Tanto los partidos de derechas como los de izquierdas estaban convencidos de que el voto femenino sería un voto cautivo de los conservadores y de las consignas de la Iglesia. Por eso, los primeros lo defendían y los segundos consideraban que la mujer aún no estaba preparada. Volvían a sonar los argumentos biologicistas que afirmaban que por su constitución física las mujeres no estaban predispuestas a la reflexión y al espíritu crítico[16]. De las tres diputadas que participaban en las cortes constituyentes, solo Clara Campoamor defendió con tesón el derecho de las mujeres a votar, mientras que Victoria Kent y Margarita Nelken, consideraban que la participación femenina pondría en peligro la república y las políticas progresistas. El sufragio femenino finalmente fue aprobado con 161 votos a favor, 121 en contra y 88 abstenciones[17]. La nueva constitución de 1931 otorgaba la capacidad de votar a hombres y mujeres mayores de 23 años (art. 36), así como el derecho a formar parte del congreso (art. 53); aseguraba también el fin de la discriminación para puestos oficiales (art. 40) y la protección jurídica para regular salarios, jornadas de trabajo, seguros de enfermedad o desempleo, sin distinción de sexo (art. 46).
Esta legislación positiva no significa que la situación cambiara sustancialmente. Aunque las leyes avanzaran, quedaba un largo proceso hasta que estas afectaran a las mentalidades y modos de vida. El modelo familiar seguía siendo el tradicional, en el que el marido era el representante legal de la mujer. Esta seguía necesitando la autorización del esposo para hacer uso de sus bienes o para firmar un contrato laboral[18].
Situación laboral de la mujer
En general, persistía la idea de que no era conveniente el trabajo femenino. Los sectores obreros e industriales la veían como un competidor desleal, en unos años en que había subido la tasa de desempleo. Se planteaba como solución que los trabajadores recibieran un salario más elevado o implantar un seguro de maternidad para que la mujer pudiera quedarse en casa y hacerse cargo de los hijos, algo más apropiado a su naturaleza[19].
Sin embargo, algunos trabajos empezaron a ser accesibles para ellas como la atención de las farmacias, puestos burocráticos y administrativos de niveles inferiores o la docencia no universitaria. El desarrollo de «nuevas profesiones» como la de telefonista, secretaria de oficina, vendedora de billetes o empleada de tienda les abría otras puertas, sobre todo a las jóvenes de clase media necesitadas de contribuir a la economía familiar. Pero en el fondo, estas facilidades de empleo se debían, en general, a la idea de que se trataba de trabajos especialmente aptos para la mujer, puesto que «son sedentarios, exigen más habilidad que inteligencia, paciencia que actividad, rutina que capacidad de iniciativa»[20]. Es decir, seguían fundamentados en la inferioridad de la mujer, desde una base biologicista. Otras profesiones como la de matrona, practicante o enfermera habían recibido reconocimiento oficial desde 1904 y, como las anteriores, se las consideraba «esencialmente femeninas».

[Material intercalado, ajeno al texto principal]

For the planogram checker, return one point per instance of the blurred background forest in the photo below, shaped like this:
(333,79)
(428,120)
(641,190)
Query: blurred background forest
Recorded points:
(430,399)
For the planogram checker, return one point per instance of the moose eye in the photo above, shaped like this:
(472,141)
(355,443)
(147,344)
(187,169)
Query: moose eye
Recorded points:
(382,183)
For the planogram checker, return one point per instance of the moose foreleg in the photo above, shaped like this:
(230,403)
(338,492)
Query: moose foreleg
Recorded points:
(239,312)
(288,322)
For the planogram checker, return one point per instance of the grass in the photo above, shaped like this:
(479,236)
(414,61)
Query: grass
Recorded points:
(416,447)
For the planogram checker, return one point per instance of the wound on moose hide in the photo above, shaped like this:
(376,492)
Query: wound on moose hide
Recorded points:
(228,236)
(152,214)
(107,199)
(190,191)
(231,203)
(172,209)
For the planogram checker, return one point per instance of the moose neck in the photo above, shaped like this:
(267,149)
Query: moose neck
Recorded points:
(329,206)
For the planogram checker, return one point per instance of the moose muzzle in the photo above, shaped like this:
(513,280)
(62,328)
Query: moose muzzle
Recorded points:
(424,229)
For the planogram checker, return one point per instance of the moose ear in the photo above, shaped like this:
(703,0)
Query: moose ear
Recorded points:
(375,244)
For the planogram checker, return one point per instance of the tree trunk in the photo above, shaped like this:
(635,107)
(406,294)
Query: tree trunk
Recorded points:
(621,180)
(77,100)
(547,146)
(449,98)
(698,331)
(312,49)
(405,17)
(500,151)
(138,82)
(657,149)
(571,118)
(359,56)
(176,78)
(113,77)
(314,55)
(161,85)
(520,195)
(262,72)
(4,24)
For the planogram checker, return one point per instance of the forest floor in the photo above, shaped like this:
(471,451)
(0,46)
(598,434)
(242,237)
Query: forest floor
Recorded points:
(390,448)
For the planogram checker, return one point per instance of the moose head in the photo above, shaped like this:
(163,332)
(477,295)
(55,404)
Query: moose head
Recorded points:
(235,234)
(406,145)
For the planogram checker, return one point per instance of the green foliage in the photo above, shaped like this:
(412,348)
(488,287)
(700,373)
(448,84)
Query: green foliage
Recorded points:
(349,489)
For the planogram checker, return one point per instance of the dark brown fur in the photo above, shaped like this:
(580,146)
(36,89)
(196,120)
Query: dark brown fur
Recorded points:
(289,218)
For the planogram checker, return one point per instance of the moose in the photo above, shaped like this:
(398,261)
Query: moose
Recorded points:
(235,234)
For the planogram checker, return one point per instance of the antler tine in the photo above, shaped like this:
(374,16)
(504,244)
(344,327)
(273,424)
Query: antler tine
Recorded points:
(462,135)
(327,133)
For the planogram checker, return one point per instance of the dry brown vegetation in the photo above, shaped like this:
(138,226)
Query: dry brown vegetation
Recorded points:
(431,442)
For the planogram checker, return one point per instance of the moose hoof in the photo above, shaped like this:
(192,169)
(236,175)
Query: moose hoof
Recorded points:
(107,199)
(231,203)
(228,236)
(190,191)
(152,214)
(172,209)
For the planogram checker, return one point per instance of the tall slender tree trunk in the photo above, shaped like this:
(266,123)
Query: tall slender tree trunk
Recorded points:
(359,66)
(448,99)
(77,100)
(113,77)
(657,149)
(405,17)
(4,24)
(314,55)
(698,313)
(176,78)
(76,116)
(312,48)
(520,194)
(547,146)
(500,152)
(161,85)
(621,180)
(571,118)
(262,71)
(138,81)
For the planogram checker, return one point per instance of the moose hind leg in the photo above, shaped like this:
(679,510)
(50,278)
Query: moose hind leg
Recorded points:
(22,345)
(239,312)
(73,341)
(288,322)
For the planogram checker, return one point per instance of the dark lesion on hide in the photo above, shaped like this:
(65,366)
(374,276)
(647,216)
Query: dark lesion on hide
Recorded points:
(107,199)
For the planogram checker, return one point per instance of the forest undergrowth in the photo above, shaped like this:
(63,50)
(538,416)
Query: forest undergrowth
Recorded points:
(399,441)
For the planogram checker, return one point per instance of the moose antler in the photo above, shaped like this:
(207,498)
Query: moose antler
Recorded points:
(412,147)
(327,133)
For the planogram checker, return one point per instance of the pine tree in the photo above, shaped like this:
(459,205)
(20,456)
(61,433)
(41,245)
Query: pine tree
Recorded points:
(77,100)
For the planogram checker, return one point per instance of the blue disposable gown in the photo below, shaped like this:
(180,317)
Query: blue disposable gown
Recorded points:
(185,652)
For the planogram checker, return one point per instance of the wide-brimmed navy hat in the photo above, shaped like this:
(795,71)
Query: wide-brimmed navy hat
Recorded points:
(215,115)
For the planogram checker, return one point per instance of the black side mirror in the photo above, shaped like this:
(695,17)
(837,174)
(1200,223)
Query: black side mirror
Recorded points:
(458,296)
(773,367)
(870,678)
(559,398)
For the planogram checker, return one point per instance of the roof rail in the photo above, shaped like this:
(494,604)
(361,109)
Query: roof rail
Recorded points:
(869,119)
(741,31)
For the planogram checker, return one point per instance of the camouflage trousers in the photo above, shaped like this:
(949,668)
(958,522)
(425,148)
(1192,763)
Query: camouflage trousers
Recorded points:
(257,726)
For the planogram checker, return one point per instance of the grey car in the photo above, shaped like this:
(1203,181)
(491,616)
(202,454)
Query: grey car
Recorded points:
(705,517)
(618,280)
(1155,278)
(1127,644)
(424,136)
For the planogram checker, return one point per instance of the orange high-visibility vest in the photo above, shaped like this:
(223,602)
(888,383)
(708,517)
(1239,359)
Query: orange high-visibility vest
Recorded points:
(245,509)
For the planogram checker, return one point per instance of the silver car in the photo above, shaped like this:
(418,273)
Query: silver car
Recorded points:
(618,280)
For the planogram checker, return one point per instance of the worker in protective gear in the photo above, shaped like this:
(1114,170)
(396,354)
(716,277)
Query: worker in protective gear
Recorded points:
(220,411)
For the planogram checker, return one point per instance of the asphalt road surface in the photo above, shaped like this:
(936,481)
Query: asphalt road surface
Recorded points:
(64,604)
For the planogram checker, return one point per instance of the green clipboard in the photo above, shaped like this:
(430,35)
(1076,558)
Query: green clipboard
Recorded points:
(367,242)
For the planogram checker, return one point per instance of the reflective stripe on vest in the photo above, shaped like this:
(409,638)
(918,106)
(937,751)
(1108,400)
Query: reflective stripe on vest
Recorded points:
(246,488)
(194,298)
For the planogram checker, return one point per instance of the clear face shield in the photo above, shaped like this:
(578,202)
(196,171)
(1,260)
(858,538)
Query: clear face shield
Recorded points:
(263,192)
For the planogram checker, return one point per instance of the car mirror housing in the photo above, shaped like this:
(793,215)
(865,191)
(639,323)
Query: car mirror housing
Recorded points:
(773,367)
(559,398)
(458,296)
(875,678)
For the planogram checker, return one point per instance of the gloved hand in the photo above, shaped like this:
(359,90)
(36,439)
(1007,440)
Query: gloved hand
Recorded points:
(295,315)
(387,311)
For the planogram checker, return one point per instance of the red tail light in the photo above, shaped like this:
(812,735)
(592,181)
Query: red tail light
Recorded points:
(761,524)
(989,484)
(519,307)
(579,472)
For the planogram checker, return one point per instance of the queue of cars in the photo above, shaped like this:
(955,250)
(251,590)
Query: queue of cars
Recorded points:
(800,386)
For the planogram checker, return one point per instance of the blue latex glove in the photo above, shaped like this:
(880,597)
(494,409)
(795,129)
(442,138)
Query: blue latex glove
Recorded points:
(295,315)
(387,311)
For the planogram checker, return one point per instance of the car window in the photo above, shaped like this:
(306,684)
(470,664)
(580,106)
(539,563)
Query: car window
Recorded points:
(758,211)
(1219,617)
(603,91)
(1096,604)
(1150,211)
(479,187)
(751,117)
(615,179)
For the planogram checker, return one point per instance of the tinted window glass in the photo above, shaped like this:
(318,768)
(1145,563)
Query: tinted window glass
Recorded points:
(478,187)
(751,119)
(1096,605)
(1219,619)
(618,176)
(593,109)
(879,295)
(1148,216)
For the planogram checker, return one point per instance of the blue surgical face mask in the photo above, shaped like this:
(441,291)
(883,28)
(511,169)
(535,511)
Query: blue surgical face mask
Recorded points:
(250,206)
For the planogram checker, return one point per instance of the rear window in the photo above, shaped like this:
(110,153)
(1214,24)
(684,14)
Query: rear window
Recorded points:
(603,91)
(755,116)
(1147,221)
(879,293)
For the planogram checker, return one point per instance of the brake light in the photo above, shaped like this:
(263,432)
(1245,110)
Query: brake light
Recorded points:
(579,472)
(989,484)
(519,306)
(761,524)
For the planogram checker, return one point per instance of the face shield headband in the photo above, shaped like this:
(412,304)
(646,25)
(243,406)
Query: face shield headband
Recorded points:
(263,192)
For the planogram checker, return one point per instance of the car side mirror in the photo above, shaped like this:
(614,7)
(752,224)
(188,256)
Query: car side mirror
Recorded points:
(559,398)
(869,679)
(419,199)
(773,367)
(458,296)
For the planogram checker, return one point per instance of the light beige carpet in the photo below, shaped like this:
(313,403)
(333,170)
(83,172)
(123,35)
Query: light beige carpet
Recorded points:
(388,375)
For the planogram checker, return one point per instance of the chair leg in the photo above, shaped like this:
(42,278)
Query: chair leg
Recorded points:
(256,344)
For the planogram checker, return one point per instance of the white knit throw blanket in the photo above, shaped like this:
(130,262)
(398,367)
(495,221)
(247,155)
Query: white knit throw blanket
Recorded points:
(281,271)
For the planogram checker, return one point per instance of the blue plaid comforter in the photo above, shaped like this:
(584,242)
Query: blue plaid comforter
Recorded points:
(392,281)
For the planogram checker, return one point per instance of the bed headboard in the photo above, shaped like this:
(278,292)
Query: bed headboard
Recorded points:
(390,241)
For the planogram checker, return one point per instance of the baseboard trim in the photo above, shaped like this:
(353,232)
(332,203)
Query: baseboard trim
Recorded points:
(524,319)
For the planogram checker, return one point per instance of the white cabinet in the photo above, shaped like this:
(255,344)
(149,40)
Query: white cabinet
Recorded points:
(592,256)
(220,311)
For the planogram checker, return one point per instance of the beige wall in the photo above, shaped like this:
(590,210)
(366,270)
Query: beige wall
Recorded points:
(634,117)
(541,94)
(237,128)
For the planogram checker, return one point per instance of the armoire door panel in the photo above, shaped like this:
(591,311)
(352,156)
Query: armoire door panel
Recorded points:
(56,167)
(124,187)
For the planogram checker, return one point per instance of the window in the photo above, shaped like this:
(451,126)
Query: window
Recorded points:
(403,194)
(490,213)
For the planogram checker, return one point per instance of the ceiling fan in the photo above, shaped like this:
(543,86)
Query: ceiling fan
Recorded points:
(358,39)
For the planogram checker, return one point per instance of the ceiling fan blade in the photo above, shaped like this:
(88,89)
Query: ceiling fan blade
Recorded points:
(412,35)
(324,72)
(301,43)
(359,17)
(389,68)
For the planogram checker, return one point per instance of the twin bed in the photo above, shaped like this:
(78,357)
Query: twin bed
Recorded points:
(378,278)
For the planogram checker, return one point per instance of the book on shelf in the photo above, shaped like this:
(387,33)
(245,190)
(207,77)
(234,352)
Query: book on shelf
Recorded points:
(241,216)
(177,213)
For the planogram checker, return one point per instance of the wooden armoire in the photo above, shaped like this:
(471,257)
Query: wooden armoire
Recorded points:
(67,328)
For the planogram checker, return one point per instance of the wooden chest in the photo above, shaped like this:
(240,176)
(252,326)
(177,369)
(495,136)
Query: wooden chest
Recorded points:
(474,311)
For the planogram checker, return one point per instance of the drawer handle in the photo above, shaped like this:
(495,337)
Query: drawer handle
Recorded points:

La educación femenina en los años treinta
En cualquier caso, había una voluntad de mejorar la educación de la mujer y su preparación para entrar en el espacio público. A principios de la década de los 30 el analfabetismo femenino era de un 58 %, pero esto era ya un avance respecto al 70 % de principios de siglo[21]. El nuevo régimen aceleró la creación de escuelas para niñas y declaró obligatoria la enseñanza primaria. De esta forma se dio un progresivo aumento de la matrícula femenina en la enseñanza secundaria y bachillerato que subió de un 17 % en 1930 a un 46 % en el curso 1935-1936[22].
La educación universitaria no creció en la misma proporción. Antes de estallar la Guerra Civil el alumnado femenino universitario ascendía a un 8 %, con predominio de carreras como Filosofía y Letras y Farmacia. Pocas de ellas ejercían luego su carrera profesional, puesto que lo habitual era que abandonaran sus trabajos una vez que contraían matrimonio. Científicas como Dorotea Barnés o Enriqueta Castejón cortaron prometedoras carreras al casarse. No solo porque se considerase que el lugar de la mujer casada era el hogar, sino también por el desprestigio que llevaba consigo para el marido. Un buen esposo debía ser capaz de mantener la posición económica de la familia[23].
Sin embargo, tanto la Institución Libre de Enseñanza —a través de la Junta de Ampliación de Estudios— como iniciativas católicas —la Institución Teresiana, por ejemplo— veían la necesidad de formar mujeres para la nueva sociedad que estaba creciendo. Unos y otros las consideraban —por distintos motivos— un terreno virgen, un futuro en el que invertir para influir de modo positivo en la población[24]. La ILE había sido fundada en 1876 por un grupo de catedráticos expulsados de la universidad y algunos políticos progresistas. Sus promotores profesaban un laicismo más o menos beligerante y tenían el convencimiento de que el atraso español se debía a la influencia cultural de la Iglesia Católica. Con la llegada del siglo XX, el gran debate nacional fue la regeneración de España a través de la educación. Católicos y hombres de la ILE intentaban orientar el diseño político de la enseñanza. A partir de 1905, los segundos lograron influir de manera decisiva en esta tarea.
En el ámbito universitario pusieron en marcha una serie de organismos, de los que asumieron la dirección, siendo financiados con dinero público. Interesa mencionar la Residencia de Estudiantes (1910) y la Residencia de Señoritas (1915), en la que nos detendremos a continuación. Ambos establecimientos formaban parte importante de sendos proyectos de regeneración nacional. La Residencia de Señoritas aspiraba a educar a la mujer nueva para que estuviera a la altura del hombre nuevo. Por entonces, el número de matrículas femeninas era exiguo: sesenta en la Universidad Central de Madrid en el curso académico 1915-1916, cuando se abrió la Residencia de Señoritas. Puede afirmarse que no existía demanda para fundarla, pero sí un gran interés en hacerlo.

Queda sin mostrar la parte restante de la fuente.